4 mars 2026 France-Pologne, un chemin commun

Les parlements sont les gardiens des engagements que nos nations prennent ensemble. En visite officielle à Varsovie le 27 février, j'y ai rencontré les présidents du Parlement polonais Włodzimierz Czarzasty et Małgorzata Kidawa-Błońska. Ensemble, nous donnons toute sa force au Traité de Nancy signé en 2025, notre accord d'amitié et de coopération renforcée sur la défense commune, l'énergie nucléaire et l'économie.

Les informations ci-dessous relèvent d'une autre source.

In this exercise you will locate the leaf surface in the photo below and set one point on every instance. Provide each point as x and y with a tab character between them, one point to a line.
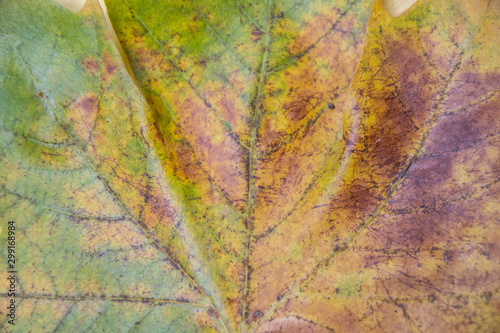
274	170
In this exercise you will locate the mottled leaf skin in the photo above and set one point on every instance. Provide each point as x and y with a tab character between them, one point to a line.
81	178
277	171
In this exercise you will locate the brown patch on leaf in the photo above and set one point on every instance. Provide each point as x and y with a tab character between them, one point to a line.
82	114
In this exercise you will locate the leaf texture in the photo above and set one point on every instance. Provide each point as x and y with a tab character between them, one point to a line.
280	166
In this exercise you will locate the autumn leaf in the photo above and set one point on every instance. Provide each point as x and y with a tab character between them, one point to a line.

Je me suis ensuite rendue à Łódź. Je suis la petite-fille de Kalmann Braun, né ici.
À neuf ans, seul et pieds nus, il fuit cette ville, traversa l'Europe et s'installa à Vienne puis à Nancy. Quand le nazisme menaça la France qui l'avait accueilli, il prit les armes pour la défendre et il survécut à la guerre. Sa famille, elle, resta à Łódź. Enfermée dans ce qui fut l'un des plus grands ghettos d'Europe, affamée, déshumanisée, puis conduite jusqu'à ce quai en 

direction d'Auschwitz. Vingt-huit vies, ses frères, ses sœurs, ses neveux, ses nièces, dont aucune ne survécut.
Mon grand-père n’a appris leur sort qu’après la guerre. Il n'en parlera presque jamais. En me rendant sur ce quai la semaine dernière, j'ai pu mesurer ce que signifie l’effondrement d’un État de droit, ce que produit la banalisation de la haine, ce que coûte l’indifférence des démocraties lorsqu’elles renoncent à se défendre.


L'Europe n'est pas née d'un idéal abstrait, elle est née de ces quais, de ces silences, de ces absences. Si la France et la Pologne ont choisi de construire ensemble un destin européen, c’est parce que nous savons où mènent le repli nationaliste, l’antisémitisme, la négation des faits et l’érosion des libertés publiques.
Je suis venue ici pour me souvenir. Et pour ne jamais oublier ce que nous devons continuer à faire : défendre l'État de droit, combattre la haine, protéger nos institutions. Pour que jamais, sur ce continent, un quai ne redevienne le point de départ vers l’abîme.